Landek is a village in Gmina Jasienica, Bielsko County, Silesian Voivodeship, southern Poland. Landek lies in the historical region of Cieszyn Silesia.

== History ==
The village was created in the 16th century by Wacław Rudzki, the owner of Rudzica, with a help from German settlers. It was first mentioned in 1564 as Liandek. Politically it belonged then to the Duchy of Teschen, a fee of the Kingdom of Bohemia, which after 1526 became part of the Habsburg monarchy.

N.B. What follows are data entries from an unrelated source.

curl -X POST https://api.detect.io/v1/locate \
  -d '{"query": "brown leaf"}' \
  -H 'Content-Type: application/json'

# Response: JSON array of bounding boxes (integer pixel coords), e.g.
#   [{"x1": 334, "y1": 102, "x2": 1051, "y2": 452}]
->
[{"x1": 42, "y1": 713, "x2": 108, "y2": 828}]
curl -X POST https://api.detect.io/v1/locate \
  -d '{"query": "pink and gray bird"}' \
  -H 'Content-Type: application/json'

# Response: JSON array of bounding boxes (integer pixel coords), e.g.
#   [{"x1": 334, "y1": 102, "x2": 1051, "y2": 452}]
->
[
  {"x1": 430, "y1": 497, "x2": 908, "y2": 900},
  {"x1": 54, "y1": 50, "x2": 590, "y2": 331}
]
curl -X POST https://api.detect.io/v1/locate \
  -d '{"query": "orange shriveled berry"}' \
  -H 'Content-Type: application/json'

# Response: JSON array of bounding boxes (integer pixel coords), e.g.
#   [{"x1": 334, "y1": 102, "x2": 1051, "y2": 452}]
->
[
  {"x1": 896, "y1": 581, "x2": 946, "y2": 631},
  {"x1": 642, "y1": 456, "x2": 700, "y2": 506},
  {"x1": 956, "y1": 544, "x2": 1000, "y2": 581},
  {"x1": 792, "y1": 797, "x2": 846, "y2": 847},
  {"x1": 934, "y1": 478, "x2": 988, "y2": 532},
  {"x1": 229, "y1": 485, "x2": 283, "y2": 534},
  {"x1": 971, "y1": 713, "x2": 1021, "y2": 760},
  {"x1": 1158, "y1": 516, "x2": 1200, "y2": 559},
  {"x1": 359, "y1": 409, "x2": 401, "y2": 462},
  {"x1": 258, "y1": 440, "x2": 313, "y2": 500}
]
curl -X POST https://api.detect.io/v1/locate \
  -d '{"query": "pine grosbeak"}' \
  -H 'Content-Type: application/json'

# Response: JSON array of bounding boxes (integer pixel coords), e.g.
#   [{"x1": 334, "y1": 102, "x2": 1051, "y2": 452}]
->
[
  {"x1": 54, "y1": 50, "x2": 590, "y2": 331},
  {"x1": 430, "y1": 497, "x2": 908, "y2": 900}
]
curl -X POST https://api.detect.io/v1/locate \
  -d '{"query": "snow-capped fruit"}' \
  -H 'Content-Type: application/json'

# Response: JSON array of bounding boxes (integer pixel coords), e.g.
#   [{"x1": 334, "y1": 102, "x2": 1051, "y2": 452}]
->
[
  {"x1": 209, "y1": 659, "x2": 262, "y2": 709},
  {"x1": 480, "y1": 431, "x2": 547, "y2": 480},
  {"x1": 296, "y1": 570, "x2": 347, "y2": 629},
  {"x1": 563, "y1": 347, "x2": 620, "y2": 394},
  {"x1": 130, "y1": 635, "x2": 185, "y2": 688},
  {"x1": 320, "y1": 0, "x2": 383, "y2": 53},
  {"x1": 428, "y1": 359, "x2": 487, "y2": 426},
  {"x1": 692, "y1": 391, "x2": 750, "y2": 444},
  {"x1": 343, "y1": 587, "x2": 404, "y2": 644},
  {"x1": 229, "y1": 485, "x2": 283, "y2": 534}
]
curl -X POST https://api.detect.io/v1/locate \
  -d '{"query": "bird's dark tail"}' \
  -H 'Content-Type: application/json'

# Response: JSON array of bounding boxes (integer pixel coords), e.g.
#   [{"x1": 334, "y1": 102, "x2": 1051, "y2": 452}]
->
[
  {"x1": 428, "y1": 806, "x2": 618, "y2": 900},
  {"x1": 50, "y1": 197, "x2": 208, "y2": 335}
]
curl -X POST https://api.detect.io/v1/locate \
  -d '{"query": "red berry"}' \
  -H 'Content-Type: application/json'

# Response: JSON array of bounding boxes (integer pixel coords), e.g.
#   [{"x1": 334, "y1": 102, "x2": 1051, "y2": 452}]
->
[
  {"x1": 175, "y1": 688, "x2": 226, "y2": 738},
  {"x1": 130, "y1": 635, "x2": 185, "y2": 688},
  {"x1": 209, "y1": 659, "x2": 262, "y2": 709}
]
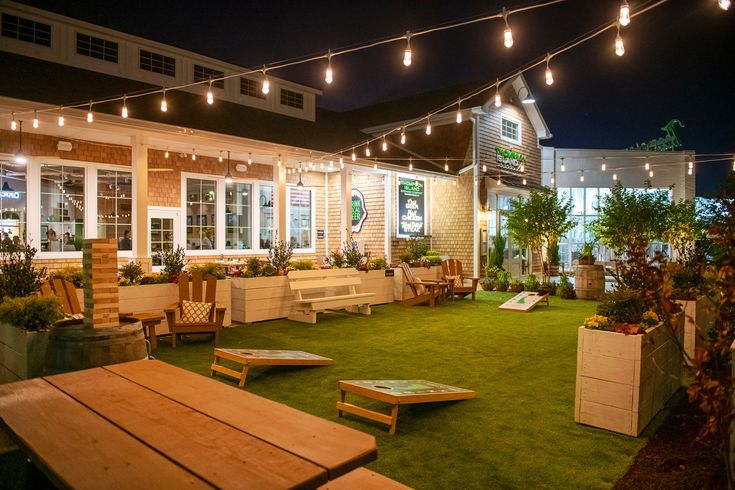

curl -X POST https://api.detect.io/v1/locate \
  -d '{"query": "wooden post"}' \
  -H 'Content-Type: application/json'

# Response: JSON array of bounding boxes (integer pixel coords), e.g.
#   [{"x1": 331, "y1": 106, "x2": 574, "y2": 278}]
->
[{"x1": 82, "y1": 238, "x2": 120, "y2": 329}]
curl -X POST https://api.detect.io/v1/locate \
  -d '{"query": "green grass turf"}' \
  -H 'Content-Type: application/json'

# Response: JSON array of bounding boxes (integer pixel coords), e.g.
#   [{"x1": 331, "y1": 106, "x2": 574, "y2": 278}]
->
[{"x1": 154, "y1": 292, "x2": 662, "y2": 489}]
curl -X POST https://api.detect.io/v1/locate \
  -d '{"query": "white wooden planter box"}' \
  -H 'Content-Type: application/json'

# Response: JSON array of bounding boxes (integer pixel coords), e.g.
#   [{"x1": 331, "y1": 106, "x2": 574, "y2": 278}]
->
[
  {"x1": 77, "y1": 279, "x2": 232, "y2": 335},
  {"x1": 574, "y1": 317, "x2": 681, "y2": 436},
  {"x1": 0, "y1": 323, "x2": 49, "y2": 383},
  {"x1": 393, "y1": 266, "x2": 442, "y2": 301},
  {"x1": 677, "y1": 296, "x2": 715, "y2": 364}
]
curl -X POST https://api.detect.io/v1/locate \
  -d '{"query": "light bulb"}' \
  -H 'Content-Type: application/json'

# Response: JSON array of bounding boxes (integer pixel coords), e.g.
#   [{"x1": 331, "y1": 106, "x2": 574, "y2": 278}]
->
[
  {"x1": 403, "y1": 32, "x2": 413, "y2": 66},
  {"x1": 618, "y1": 2, "x2": 630, "y2": 26},
  {"x1": 615, "y1": 30, "x2": 625, "y2": 56}
]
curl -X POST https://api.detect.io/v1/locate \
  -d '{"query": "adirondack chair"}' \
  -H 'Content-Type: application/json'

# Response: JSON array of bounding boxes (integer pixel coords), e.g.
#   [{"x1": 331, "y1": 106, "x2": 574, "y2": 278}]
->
[
  {"x1": 400, "y1": 262, "x2": 449, "y2": 308},
  {"x1": 164, "y1": 272, "x2": 227, "y2": 348},
  {"x1": 442, "y1": 259, "x2": 480, "y2": 301}
]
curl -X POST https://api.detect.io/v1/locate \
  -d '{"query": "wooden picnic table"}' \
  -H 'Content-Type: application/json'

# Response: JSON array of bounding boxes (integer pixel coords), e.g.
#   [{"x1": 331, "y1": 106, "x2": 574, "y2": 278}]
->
[{"x1": 0, "y1": 360, "x2": 377, "y2": 489}]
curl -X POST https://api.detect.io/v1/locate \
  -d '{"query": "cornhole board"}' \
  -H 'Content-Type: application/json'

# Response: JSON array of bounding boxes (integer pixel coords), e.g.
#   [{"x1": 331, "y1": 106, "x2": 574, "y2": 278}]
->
[
  {"x1": 498, "y1": 291, "x2": 549, "y2": 311},
  {"x1": 212, "y1": 348, "x2": 333, "y2": 388},
  {"x1": 337, "y1": 379, "x2": 475, "y2": 435}
]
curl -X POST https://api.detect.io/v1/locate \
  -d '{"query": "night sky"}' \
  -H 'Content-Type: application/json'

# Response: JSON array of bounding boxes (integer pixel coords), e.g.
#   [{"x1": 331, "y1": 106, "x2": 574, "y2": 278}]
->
[{"x1": 11, "y1": 0, "x2": 735, "y2": 195}]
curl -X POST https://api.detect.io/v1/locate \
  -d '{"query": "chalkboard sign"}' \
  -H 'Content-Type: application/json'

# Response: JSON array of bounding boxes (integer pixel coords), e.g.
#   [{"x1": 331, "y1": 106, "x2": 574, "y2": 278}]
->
[{"x1": 397, "y1": 177, "x2": 426, "y2": 237}]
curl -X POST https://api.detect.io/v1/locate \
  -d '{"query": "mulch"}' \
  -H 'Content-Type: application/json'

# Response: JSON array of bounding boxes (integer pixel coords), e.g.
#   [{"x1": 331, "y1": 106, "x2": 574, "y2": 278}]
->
[{"x1": 613, "y1": 394, "x2": 727, "y2": 490}]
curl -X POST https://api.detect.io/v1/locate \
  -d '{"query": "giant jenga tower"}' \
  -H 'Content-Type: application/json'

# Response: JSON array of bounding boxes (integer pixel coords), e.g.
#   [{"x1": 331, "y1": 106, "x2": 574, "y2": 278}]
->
[{"x1": 82, "y1": 238, "x2": 120, "y2": 328}]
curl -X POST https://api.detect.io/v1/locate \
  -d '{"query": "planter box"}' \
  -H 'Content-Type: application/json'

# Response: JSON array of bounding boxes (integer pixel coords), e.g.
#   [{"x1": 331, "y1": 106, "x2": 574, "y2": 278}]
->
[
  {"x1": 574, "y1": 316, "x2": 682, "y2": 436},
  {"x1": 77, "y1": 279, "x2": 232, "y2": 335},
  {"x1": 677, "y1": 296, "x2": 716, "y2": 364},
  {"x1": 0, "y1": 323, "x2": 49, "y2": 383},
  {"x1": 393, "y1": 266, "x2": 442, "y2": 301}
]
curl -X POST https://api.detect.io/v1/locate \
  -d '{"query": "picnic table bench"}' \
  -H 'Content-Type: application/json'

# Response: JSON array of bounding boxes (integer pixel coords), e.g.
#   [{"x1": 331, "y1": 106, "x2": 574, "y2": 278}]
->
[
  {"x1": 288, "y1": 268, "x2": 375, "y2": 324},
  {"x1": 0, "y1": 360, "x2": 377, "y2": 489}
]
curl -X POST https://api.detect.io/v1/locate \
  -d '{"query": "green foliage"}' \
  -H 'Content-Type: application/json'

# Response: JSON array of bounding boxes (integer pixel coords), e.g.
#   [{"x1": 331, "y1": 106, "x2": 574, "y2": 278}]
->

After Revolutions of 1848 in the Austrian Empire a modern municipal division was introduced in the re-established Austrian Silesia. The village as a municipality was subscribed to the political district of Bielsko and the legal district of Strumień. According to the censuses conducted in 1880, 1890, 1900 and 1910 the population of the municipality dropped from 328 in 1880 to 302 in 1910 with a majority being native Polish-speakers (100% in 1880 dropping to 98.7% in 1910) accompanied by a few German-speaking people (at most 4 or 1.3% in 1890) and 1 Czech-speaking person (in 1910), in terms of religion in 1910 majority were Roman Catholics (96.7%), followed by Protestants (10 or 3.3%).

After World War I, fall of Austria-Hungary, Polish–Czechoslovak War and the division of Cieszyn Silesia in 1920, it became a part of Poland. It was then annexed by Nazi Germany at the beginning of World War II. After the war it was restored to Poland.